Significantly, before answering any question, the jury sent a question to Supreme Court as follows:  “If the jury rules yes on question number one and no on question number two, are we allowed to give a percentage of damages to the plaintiff, or are we obligated to proceed to question number three?   If we are not allowed to go to question number three, do deliberations end?”   After further instructions, the jury then answered question number one yes and question number two no and returned to the courtroom.

 Despite the fact that the jury did not reach the issue of apportionment, on this record we conclude that the error was not harmless because there is a view of the evidence under which plaintiff could have prevailed (see, Marine Midland Bank v. Russo Produce Co., 50 N.Y.2d 31, 43, 427 N.Y.S.2d 961, 405 N.E.2d 205;  Bjelicic v. Lynned Realty Corp., 152 A.D.2d 151, 154, 546 N.Y.S.2d 1020, appeal dismissed 75 N.Y.2d 947, 555 N.Y.S.2d 693, 554 N.E.2d 1281).   In addition, Supreme Court's charge failed to incorporate adequately the factual contentions of the parties in discussing the legal principles charged (see, Green v.

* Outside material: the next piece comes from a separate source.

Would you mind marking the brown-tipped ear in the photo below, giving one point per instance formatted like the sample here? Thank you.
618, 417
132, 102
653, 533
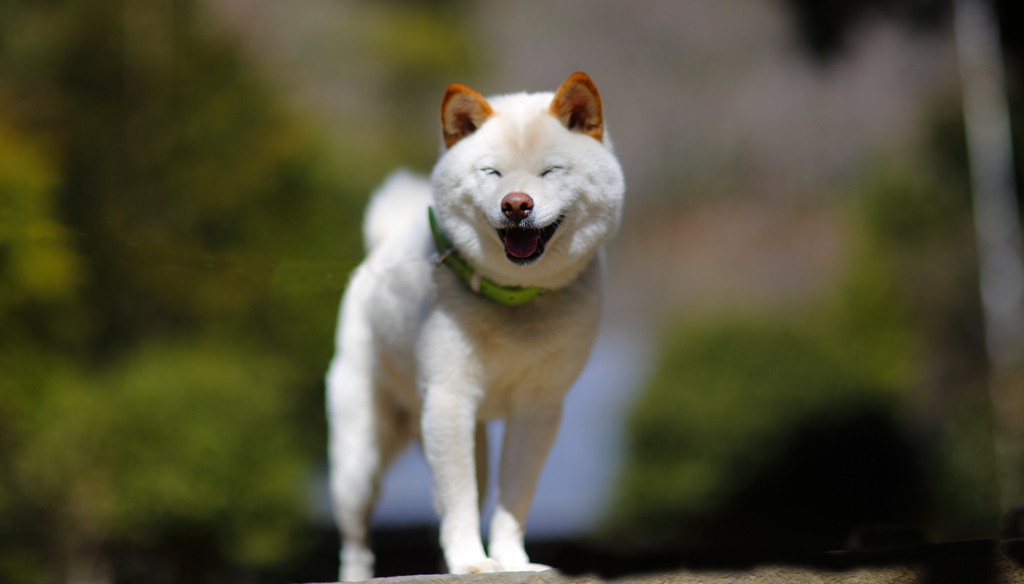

Downs, 27 N.Y.2d 205, 208, 316 N.Y.S.2d 221, 265 N.E.2d 68).   For these reasons, we conclude there should be a new trial.

ORDERED that the order and judgment are reversed, on the law and the facts, and matter remitted to the Supreme Court for a new trial, with costs to abide the event.

MUGGLIN, J.

CARDONA, P.J., MERCURE, CREW III and LAHTINEN, JJ., concur.